In merito a questo problema sono state concordate alcune proposte e strategie che sono state sottoposte all’attenzione dei vertici provinciali. Tra le priorità c’è sicuramente la necessità di aggiornare il vademecum per gli agricoltori al fine di una corretta informazione su autodifesa ed autocontrollo con conseguente formazione, e la rotazione delle squadre di caccia al cinghiale sul territorio, con eventuale utilizzo di sistemi di incentivazione economica.
Le associazioni presenti, all’unisono, hanno insistito sull’importanza della mappatura delle presenze di ungulati sul nostro territorio. Il passo successivo è quello dell’abbattimento selettivo vero e proprio mediante un’azione organizzata con l’ausilio, ciascuno in base alle proprie competenze, dei cacciatori, delle Guardie Venatorie (provinciali e volontarie), degli agricoltori e degli OFS (Operatori Faunistici Specializzati). Per quanto riguarda la figura dell’OFS le organizzazioni agricole presenti ritengono che sia necessario far conoscere e rafforzare questo ruolo con corsi di formazione appositi, l’istituzione di un albo “mobile”, il mantenimento del ruolo in base ai risultati raggiunti, criteri di scelta autonoma e un’adeguata dotazione finanziaria.
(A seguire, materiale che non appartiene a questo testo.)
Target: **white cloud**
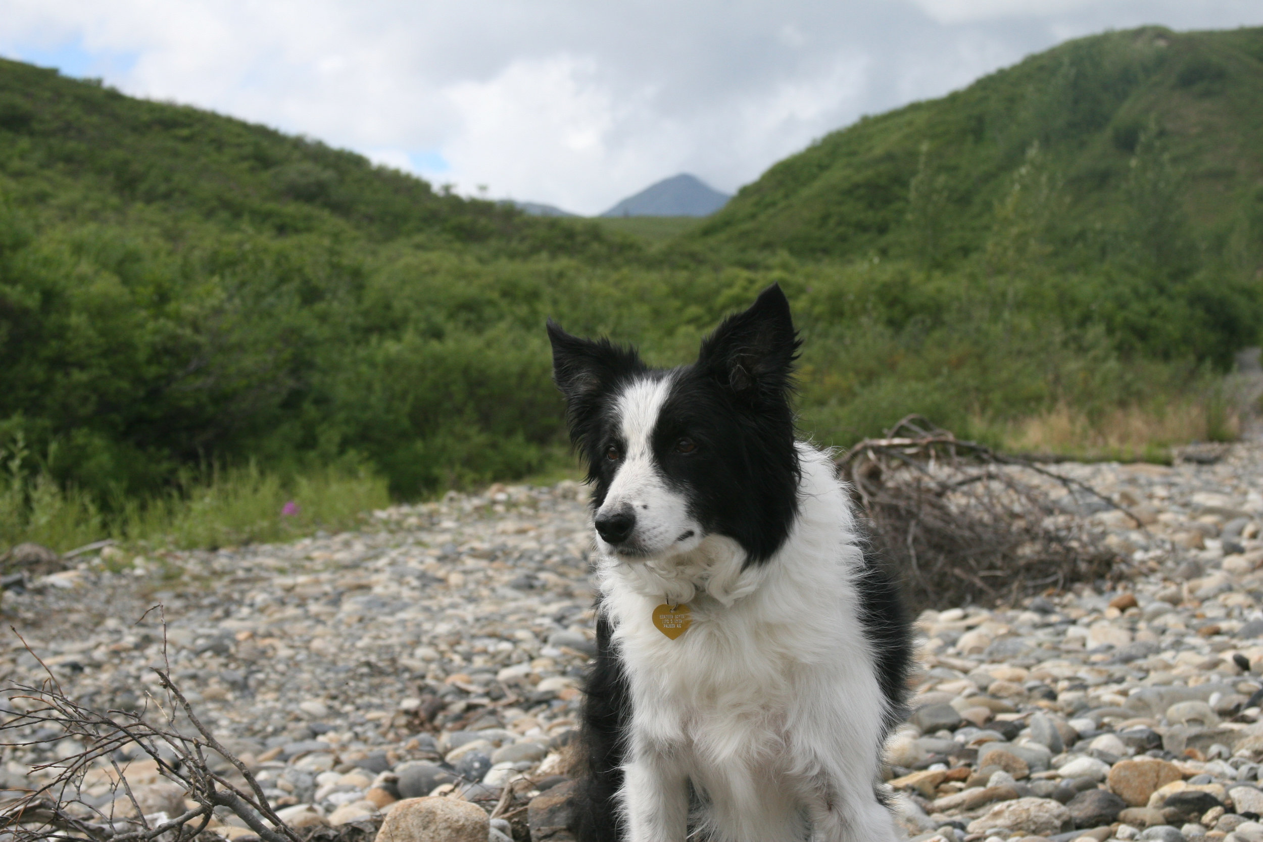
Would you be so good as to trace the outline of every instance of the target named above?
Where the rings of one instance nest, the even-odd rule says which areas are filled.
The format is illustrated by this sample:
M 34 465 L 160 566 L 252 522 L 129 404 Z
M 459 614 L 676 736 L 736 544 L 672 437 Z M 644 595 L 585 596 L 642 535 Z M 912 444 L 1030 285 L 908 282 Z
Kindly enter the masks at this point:
M 733 191 L 861 114 L 1142 23 L 1259 24 L 1263 6 L 4 0 L 0 54 L 52 56 L 129 93 L 303 133 L 469 193 L 488 184 L 596 213 L 677 172 Z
Tutte e tre le organizzazioni agricole concordano inoltre in modo inequivocabile sull’erogazione immediata dei ristori alle aziende: “è necessario garantire alle aziende danneggiate tempestivi ed adeguati ristori, che tengano anche conto, ad esempio, del costo lavoro necessario per le risemine e non solo del costo del seme
In ultima analisi, i rappresentanti delle organizzazioni presenti hanno espresso la volontà ad ospitare presso le loro sedi la formazione degli OFS nonché eventuali corsi per il conseguimento del porto d’armi per uso caccia, ma non solo: “la nostra intenzione è di istituire nei nostri uffici un vero e proprio sportello per raccogliere le istanze e le problematiche dei nostri associati in merito alle questioni legate al problema della fauna selvatica, fornendo adeguata informazione e supporto in termini di difesa delle produzioni, riduzione e rimborso dei danni”.
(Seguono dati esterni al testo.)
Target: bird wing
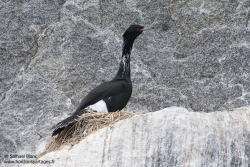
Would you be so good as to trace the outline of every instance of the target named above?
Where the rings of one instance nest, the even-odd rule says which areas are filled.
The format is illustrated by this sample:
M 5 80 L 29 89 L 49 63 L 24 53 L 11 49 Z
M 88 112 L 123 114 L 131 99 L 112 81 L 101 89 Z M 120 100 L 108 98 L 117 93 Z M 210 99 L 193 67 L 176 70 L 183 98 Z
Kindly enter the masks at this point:
M 126 80 L 112 80 L 109 82 L 104 82 L 101 85 L 95 87 L 89 94 L 82 100 L 79 107 L 76 109 L 75 113 L 73 113 L 70 117 L 62 120 L 57 125 L 53 127 L 54 131 L 52 136 L 60 133 L 66 126 L 73 124 L 76 122 L 78 116 L 82 115 L 85 108 L 89 105 L 95 104 L 99 100 L 104 98 L 108 98 L 110 96 L 114 96 L 120 92 L 122 92 L 123 88 L 129 84 Z
M 95 104 L 102 99 L 122 92 L 123 88 L 128 84 L 129 83 L 124 79 L 112 80 L 102 83 L 89 92 L 89 94 L 82 100 L 79 107 L 76 109 L 76 112 L 83 110 L 85 107 Z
La Provincia ha ascoltato le istanze e si è già attivata per dar corso pratico alle proposte.

 

 

Nella foto i partecipanti al tavolo operativo sull’emergenza cinghiali. Da sinistra: Marco Pippione (direttore Cia), Paolo Pregno (presidente Atima), Mariagrazia Baravalle (direttore Asti Agricoltura), Alessandro Durando (presidente Cia), Gianluca Ravizza (direttore Atima)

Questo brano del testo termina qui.